Obawy Eisenberga odzwierciedlają obecne trendy obserwowane w zarządzaniu mediami społecznościowymi, w szczególności w jaki sposób platformy takie jak X, dawniej Twitter, przyjęły podobne taktyki, wprowadzając notatki społecznościowe dla kontekstu treści generowanych przez użytkowników. Zbieżność polityki Meta z polityką wpływowych postaci, takich jak Elon Musk, rodzi pytania o implikacje tych zmian dla dyskursu publicznego.
Dodatkowo obawy wynikają z historycznych interakcji Zuckerberga z osobistościami politycznymi, w tym znaczącej darowizny w wysokości 1 miliona dolarów na fundusz inauguracyjny Donalda Trumpa i późniejszego uczestnictwa w wydarzeniu. Te powiązania doprowadziły do spekulacji, że główne platformy mediów społecznościowych coraz częściej poruszają się w tandemie z konkretnymi programami politycznymi, potencjalnie zagrażając integralności udostępnianych informacji online.

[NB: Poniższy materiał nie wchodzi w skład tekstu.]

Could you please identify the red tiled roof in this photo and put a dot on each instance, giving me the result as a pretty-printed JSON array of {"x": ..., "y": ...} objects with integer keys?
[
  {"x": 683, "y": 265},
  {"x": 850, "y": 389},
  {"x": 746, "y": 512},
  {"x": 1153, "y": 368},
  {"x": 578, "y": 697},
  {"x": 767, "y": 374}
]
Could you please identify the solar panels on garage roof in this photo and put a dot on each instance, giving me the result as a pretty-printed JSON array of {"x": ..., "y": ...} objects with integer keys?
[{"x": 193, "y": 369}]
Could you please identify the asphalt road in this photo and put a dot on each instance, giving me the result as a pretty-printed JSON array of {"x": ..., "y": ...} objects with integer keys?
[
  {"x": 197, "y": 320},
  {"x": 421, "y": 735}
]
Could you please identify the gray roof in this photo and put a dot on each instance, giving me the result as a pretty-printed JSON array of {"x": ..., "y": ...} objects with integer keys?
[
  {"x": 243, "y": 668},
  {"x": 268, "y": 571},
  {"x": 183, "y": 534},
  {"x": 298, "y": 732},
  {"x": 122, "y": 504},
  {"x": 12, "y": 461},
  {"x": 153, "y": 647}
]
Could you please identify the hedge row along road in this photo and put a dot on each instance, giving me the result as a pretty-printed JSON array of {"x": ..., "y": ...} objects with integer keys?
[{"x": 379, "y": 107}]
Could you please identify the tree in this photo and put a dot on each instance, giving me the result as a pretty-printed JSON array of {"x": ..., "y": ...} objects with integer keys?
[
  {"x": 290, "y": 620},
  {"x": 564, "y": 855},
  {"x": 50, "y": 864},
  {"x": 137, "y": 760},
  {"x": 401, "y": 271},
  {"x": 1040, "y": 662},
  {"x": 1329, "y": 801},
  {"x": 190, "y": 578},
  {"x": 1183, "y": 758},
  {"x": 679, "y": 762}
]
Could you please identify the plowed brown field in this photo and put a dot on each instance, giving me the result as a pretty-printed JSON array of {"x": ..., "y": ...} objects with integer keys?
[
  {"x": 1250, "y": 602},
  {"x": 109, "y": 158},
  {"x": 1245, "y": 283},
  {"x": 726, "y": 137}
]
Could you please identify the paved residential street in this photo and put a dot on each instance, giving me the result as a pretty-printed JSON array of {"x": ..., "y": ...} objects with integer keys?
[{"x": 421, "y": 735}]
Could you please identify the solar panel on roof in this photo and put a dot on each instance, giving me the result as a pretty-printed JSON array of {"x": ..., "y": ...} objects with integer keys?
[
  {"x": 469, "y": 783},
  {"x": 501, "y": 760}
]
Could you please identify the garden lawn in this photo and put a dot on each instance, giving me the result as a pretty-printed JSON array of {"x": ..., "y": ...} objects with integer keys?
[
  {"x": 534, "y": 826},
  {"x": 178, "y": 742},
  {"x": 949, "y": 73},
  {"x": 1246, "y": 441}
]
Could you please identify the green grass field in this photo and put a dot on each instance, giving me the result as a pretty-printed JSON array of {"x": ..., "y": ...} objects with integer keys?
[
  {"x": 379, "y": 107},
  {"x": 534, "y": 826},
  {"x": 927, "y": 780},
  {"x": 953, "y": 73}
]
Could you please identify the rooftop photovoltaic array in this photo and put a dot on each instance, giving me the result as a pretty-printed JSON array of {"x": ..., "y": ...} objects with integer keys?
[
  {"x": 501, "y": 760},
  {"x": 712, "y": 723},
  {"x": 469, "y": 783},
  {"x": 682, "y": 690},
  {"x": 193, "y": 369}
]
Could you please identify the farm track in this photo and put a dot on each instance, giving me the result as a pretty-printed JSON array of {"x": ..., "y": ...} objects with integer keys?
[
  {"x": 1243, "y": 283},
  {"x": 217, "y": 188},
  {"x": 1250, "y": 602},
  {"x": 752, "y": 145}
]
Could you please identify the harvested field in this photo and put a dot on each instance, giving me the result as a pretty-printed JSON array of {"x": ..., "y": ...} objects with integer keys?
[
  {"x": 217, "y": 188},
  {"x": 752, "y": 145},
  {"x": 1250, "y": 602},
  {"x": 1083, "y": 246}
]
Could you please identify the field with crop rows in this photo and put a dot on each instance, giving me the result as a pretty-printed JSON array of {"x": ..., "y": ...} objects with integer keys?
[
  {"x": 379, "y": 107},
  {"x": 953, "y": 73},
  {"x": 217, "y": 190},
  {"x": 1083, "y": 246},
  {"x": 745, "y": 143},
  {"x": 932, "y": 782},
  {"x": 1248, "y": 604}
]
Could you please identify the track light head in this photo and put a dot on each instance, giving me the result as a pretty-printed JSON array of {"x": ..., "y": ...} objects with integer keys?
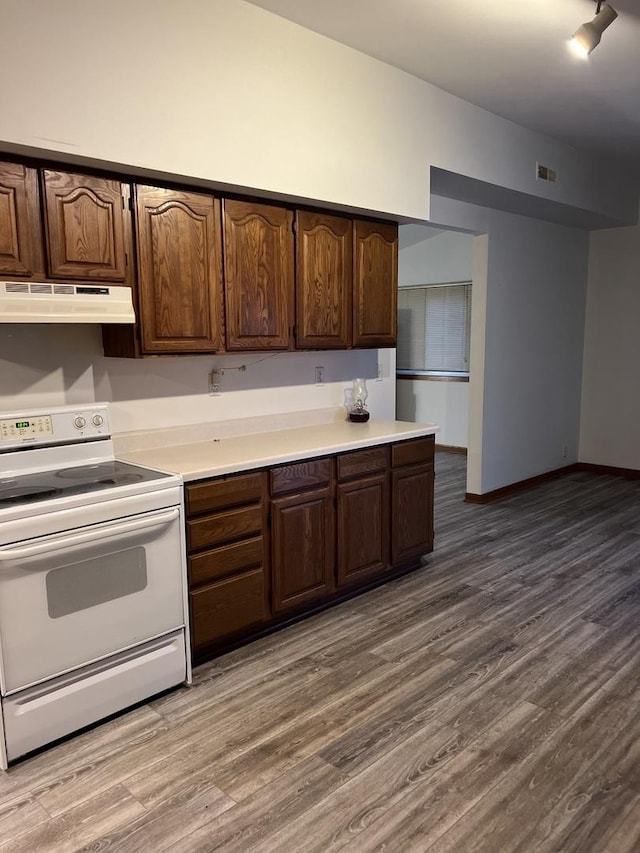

Nasza analiza krytyki Zuckerberga przez Eisenberga
Wgląd w najnowsze podejście Meta

Zastrzeżenia Eisenberga dotyczące zmian polityki Meta są uzasadnione, zwłaszcza biorąc pod uwagę możliwe konsekwencje przyznania równej wagi opiniom ekspertów i mniej uzasadnionym twierdzeniom w mediach społecznościowych. Brak skutecznej struktury sprawdzania faktów może doprowadzić do wzrostu dezinformacji krążącej na platformach takich jak Facebook i Instagram. Pomimo przedstawienia Zuckerberga w The Social Network, perspektywa Eisenberga ilustruje rażące rozbieżności z trajektorią człowieka, którego kiedyś przedstawiał.
Więcej informacji i aktualności można znaleźć w audycji Today/BBC Radio 4 (za pośrednictwem Variety ) i innych nowych źródłach.